Financial Literacy III: Call a Friend in Marketing

Ask your marketing and sales side to talk about your customers, and they'll describe a heterogeneous collection of different needs and desires. They "slice-n-dice" your customers and prospects into sharply defined market segments, based on their age, life situations, current financial status, and similar characteristics, and then they attack each of those segments with focused marketing tools.

When it comes to financial literacy, then, why do we treat customers and prospects as a homogeneous lump, a monolithic block of people who all need to learn the same things, in the same sequence?

In recent issues, I have been reflecting on the lack of segmentation in the financial literacy "market." Although there are many, many resources out there recommending and delivering the content of financial literacy, we give little help to our customers in knowing which sections of that content apply to their individual cases.

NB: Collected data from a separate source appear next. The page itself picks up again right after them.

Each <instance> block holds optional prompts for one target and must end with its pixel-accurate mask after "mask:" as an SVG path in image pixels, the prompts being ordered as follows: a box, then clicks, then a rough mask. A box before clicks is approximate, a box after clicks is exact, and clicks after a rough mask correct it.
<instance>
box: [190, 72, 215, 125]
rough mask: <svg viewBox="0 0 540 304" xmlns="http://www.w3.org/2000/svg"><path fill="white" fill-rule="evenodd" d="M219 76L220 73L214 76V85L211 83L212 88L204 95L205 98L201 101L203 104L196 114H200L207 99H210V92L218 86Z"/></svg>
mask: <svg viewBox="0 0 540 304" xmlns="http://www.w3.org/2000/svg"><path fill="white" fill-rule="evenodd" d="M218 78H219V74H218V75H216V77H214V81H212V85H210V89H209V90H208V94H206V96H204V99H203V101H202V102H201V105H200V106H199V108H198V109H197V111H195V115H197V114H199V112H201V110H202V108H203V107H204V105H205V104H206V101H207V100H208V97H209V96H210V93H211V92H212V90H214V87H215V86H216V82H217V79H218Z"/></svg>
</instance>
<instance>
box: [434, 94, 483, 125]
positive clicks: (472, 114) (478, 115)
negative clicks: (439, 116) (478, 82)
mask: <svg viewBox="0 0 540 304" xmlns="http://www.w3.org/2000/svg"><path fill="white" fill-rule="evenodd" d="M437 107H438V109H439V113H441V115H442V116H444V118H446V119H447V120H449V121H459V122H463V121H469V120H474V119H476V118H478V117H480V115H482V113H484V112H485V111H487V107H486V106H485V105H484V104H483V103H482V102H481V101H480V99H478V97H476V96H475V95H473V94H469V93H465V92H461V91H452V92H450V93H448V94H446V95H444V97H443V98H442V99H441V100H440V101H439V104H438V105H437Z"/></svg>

It's a matter of "First things first!" of course. The problem is, what should come first -- or, we might say, what should come next -- should probably be different for someone entering college than for someone facing retirement, and different for someone starting up a business than for someone thinking about succession.

Now, I believe that you want to educate your customers, and that you accept the idea (discussed in Jeff's Thoughts recently) that as you help your customers learn more about handling financial issues, you open the door to more comfortable conversations about your products and services that will be mutually beneficial.

I also understand that you may not have time to work out a system for segmenting your customer population according to their financial literacy needs. You'll probably want some help to do that, someone who can take an objective view and can apply the time and focus to work out the details.

Of course, you can outsource that task, to someone like me, frankly. But as a first step, save some time and money by leveraging the knoweldge you already have about your customers.

Your organization has already done (or purchased) the work to ensure that you don't sell a home equity line of credit to a recent college graduate in his or her first apartment. You don't start out with money market products to get those first few dollars into a savings account. And you know that couples on the verge of retirement have a number of options that need differentiation to achieve the best result for everyone.

So piggyback on the work that has already been done. Accept the segmentation that is already part of your marketing and sales efforts, and ask the question, "What does the customer need to understand to have a conversation about this product?"

Instead of educating the customer with a "one size fits all" literacy program in the hopes that it will lead to effective product/service conversations, work back from the products and services. Identify the market segments for your major product lines, and then identify the basic literacy needs -- and just the basics -- for each of those products.

You'll jumpstart your customer education efforts and eliminate a lot of wasted time if you take advantage of knowledge that is already floating around your organization. And you'll save your customers a lot of frustration, when they don't have to wrestle with concepts that they don't need, and are not receptive to, at the moment.

Customers don't have the time to learn everything about their finances, just so they'll be prepared to talk to you about your products and services. Focusing your financial literacy programs by segment, on a "just in time" approach to educating prospects and customers, will lead to better customer conversations, sooner, and quickly make you stand out from competitors who are still taking the "monolithic block" approach to encouraging financial literacy.